RNRC4G sought a mobile space to allow their programs to reach young musicians outside the Portland Metro core. With Rosetta on the road, RNRC4G will be able to provide more after school programming, bringing their resources to areas underserved by the arts. Rosetta is a proof of concept for where the organization hopes to grow their program, and they have begun to seek funding toward a more ambitious mobile project that aims to retrofit a trailer into a performance space with a fold-down stage to further provide music in unconventional and underserved spaces. Named after Sister Rosetta Tharpe, the largely overlooked forebearer of rock and roll, Rosetta and future companions in a mobile fleet will provide a mechanism to elevate such voices in our youth. (Text, Molly Esteve)
MAX Reuse Design Challenge
In addition to exploring things that move as part of its Mobile Placemaking / Mobile Urbanism initiatives, the CPID also considers public infrastructure and mobile unties when they stop moving. The MAX Reuse Design Challenge invited designers to participate in a strategic initiative to explore visions for the repurposing and reuse of retiring MAX cars to benefit communities in the Metro region. Our partners at the Bureau of Planning and Sustainability and TriMet recognize this as a wonderful opportunity to provide resources for our region while preventing these cars from ending up as waste or scrap. While the reuse of these cars may be approached from any angle, we hope that they will be rooted in an acknowledgement of Portland’s need to act quickly and creatively to address homelessness, climate change, income equality, housing insecurity, and racial inequity among other important social and environmental issues. Additionally, the COVID-19 pandemic has revealed significant gaps in our social and physical infrastructure to be able to adequately respond to emergency situations, and the protests against police brutality and in support of black lives have highlighted how safety in public space and access to resources is experienced very differently among BIPOC communities. These unprecedented events provided additional potential avenues worthy of exploration. The resulting work was displayed at the Oregon Rail Heritage Center, with the exhibit opening on August 25, 2020.
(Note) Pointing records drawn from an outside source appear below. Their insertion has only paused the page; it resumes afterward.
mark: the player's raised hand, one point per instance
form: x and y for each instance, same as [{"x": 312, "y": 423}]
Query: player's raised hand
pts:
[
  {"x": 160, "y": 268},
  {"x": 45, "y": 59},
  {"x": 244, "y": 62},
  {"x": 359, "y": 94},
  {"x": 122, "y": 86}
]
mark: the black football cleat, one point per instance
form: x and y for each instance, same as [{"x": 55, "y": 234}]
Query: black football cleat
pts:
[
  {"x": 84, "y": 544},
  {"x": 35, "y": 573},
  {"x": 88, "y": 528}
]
10 incredible designs were submitted from members of the local design community that we hope will advance the dialogue around new visions for addressing community need with an impactful resource that would otherwise go to waste. These designs will inform future work of this nature in our region for years to come. Already, the AfroVillage has received grant funding to pursue next steps on turning their project proposal into a stationary resource within Portland, and partners at the Bureau of Planning and Sustainability, TriMet, and the CPID are supporting these next steps. Let’s strive to make more of these visions a reality!